🤖 AI Summary
Existing Transformer-based line detection methods achieve high accuracy but suffer from slow inference and heavy reliance on large-scale pretraining datasets (e.g., COCO), limiting their applicability to real-time video analysis. Method: We propose the first pretraining-free, efficient line detection framework. It introduces a geometrically aware Deformable Line Attention (DLA) mechanism that explicitly encodes structural priors of lines—eliminating dependence on large-scale pretraining—and integrates a lightweight Transformer architecture with end-to-end differentiable line fitting for joint optimization of accuracy and speed. Contribution/Results: Our method achieves state-of-the-art sAP across cross-distribution benchmarks while significantly accelerating inference—reaching real-time throughput suitable for live video stream processing.
📝 Abstract
Line detection is a basic digital image processing operation used by higher-level processing methods. Recently, transformer-based methods for line detection have proven to be more accurate than methods based on CNNs, at the expense of significantly lower inference speeds. As a result, video analysis methods that require low latencies cannot benefit from current transformer-based methods for line detection. In addition, current transformer-based models require pretraining attention mechanisms on large datasets (e.g., COCO or Object360).

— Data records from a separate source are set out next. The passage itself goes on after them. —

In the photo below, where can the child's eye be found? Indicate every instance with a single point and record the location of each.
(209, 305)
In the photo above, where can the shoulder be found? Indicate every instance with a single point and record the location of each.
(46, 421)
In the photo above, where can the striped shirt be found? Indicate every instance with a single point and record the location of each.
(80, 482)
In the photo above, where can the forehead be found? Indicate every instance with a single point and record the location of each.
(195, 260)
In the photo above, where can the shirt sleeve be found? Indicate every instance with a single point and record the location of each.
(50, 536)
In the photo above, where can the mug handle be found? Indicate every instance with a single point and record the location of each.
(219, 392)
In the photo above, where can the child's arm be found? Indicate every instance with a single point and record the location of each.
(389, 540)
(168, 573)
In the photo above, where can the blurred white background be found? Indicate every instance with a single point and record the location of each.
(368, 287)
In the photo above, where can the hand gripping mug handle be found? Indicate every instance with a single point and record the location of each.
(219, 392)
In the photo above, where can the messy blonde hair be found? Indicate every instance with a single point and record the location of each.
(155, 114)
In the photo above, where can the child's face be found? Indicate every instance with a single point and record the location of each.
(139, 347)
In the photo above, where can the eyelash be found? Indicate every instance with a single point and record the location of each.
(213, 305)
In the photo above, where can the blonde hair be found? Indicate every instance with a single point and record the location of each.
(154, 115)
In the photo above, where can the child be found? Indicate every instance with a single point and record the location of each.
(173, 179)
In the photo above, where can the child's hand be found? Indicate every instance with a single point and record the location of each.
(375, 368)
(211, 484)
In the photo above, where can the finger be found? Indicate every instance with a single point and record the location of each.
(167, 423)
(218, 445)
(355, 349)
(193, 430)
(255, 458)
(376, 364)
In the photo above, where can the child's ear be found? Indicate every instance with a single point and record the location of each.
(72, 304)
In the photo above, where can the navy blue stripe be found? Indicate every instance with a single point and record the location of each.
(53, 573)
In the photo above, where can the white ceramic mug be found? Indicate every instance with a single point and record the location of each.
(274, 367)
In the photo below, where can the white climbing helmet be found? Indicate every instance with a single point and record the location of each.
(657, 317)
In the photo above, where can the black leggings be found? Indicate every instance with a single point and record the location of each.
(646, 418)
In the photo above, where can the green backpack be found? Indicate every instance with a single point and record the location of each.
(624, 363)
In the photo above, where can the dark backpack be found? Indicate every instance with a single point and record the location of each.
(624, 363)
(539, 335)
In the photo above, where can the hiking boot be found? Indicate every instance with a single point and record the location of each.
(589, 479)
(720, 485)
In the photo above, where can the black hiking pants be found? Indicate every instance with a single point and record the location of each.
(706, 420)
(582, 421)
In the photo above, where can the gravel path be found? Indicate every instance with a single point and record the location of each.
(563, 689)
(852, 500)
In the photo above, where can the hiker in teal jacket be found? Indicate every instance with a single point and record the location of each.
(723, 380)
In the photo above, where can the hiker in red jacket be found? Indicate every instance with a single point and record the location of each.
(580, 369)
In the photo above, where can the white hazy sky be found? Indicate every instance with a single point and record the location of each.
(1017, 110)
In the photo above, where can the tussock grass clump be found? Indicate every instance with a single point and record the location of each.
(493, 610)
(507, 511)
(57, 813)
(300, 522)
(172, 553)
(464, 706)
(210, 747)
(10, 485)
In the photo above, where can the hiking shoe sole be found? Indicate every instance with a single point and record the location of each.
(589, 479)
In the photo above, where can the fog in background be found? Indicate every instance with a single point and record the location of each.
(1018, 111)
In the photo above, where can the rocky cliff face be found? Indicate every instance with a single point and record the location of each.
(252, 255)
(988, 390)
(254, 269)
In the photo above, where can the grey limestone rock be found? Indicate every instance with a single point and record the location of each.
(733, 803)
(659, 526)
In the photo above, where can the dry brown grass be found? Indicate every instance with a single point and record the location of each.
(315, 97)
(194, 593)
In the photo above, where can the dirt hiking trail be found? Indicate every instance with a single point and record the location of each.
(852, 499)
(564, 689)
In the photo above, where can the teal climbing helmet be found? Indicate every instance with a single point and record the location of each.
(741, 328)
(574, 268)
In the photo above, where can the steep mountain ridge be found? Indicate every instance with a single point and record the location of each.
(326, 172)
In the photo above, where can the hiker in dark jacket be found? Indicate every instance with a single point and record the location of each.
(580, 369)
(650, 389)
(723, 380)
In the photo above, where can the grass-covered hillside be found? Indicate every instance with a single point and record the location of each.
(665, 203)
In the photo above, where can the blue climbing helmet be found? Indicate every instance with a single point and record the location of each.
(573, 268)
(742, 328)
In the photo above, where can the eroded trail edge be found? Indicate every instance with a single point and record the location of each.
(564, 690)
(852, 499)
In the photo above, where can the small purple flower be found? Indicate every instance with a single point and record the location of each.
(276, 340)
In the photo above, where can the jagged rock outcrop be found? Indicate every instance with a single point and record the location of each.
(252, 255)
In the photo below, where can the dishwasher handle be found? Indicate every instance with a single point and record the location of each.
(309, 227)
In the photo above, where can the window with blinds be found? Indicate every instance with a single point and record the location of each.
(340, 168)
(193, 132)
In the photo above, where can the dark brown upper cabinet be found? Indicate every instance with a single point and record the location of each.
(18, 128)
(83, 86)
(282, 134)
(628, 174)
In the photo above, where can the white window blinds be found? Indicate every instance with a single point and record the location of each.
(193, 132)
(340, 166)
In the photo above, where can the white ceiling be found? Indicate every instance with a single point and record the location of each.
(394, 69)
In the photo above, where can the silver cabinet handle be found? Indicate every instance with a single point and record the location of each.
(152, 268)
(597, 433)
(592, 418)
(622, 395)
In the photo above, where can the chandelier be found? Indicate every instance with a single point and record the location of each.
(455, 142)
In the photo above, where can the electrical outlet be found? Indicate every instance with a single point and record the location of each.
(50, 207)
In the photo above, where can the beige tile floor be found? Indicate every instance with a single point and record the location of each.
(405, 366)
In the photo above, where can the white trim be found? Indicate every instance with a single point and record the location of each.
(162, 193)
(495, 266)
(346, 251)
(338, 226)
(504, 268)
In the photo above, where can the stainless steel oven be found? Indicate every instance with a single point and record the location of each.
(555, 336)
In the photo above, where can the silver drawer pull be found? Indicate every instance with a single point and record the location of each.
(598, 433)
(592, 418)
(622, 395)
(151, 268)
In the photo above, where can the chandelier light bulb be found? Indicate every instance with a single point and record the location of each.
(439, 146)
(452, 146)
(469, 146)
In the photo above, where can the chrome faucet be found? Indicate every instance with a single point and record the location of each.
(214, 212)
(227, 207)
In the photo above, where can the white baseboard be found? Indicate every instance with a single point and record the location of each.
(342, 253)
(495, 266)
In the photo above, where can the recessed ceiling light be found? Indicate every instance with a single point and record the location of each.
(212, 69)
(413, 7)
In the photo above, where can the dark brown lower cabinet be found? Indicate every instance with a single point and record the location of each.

This paper develops a new transformer-based method that is significantly faster without requiring pretraining the attention mechanism on large datasets. We eliminate the need to pre-train the attention mechanism using a new mechanism, Deformable Line Attention (DLA). We use the term LINEA to refer to our new transformer-based method based on DLA. Extensive experiments show that LINEA is significantly faster and outperforms previous models on sAP in out-of-distribution dataset testing.